Background Acute appendicitis is the most common abdominal surgical emergency in children, and appendectomy is the most frequent acute abdominal operation. Prompt diagnosis and surgical treatment are required to reduce the risk of perforation and prevent complications, especially in small children. Enterochromaffin cells that contain large amounts of serotonin are mostly located in the distal appendix. Serotonin metabolite 5-hydroxyindoleacetic acid (5-HIAA) could therefore be a marker for acute appendicitis.
Objective We tested urinary 5-HIAA concentrations in spot urine samples from children with acute appendicitis.

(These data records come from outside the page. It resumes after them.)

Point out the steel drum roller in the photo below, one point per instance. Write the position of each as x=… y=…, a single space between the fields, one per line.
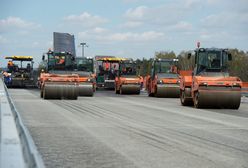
x=130 y=89
x=85 y=90
x=222 y=99
x=164 y=90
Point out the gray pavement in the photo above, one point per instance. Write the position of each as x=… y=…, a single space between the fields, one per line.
x=110 y=130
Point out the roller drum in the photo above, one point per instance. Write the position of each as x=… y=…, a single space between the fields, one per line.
x=85 y=90
x=52 y=91
x=130 y=89
x=70 y=91
x=172 y=91
x=221 y=99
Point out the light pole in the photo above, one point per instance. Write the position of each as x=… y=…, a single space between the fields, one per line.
x=83 y=44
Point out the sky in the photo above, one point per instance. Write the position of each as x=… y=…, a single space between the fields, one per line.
x=125 y=28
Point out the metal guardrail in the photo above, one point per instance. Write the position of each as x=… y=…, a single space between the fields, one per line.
x=17 y=146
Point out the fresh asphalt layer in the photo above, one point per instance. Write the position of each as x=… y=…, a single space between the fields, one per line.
x=109 y=130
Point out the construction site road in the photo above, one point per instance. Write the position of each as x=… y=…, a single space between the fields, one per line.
x=126 y=131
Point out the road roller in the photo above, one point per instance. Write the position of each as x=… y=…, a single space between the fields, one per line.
x=106 y=71
x=163 y=80
x=127 y=81
x=245 y=89
x=57 y=79
x=84 y=68
x=209 y=85
x=20 y=72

Methods We enrolled 93 patients who underwent surgery for suspicion of acute appendicitis. The diagnosis was made intraoperatively and confirmed histopathologically. Additionally, urine samples from 102 healthy children were collected as controls. Their 5-HIAA was measured using high-performance liquid chromatography.
Results Acute appendicitis was diagnosed in 81 patients, whereas there were other explanations for abdominal pain in the remaining 12 patients in the non-appendicitis group. The control group comprised 102 healthy children. Considering the median of all measured 5-HIAA values as the cut-off, we analysed the proportions of patients with elevated values in all the groups. Our analysis showed that statistically there was no significant difference in the distribution of percentages among the groups. The area under the curve for 5-HIAA was 0.55 (95% CI 0.47 to 0.62) with sensitivity and specificity 60.4% and 48.9%, respectively.
Conclusions Urine 5-HIAA concentration measured in spot samples is not a reliable method for diagnosing acute appendicitis in children.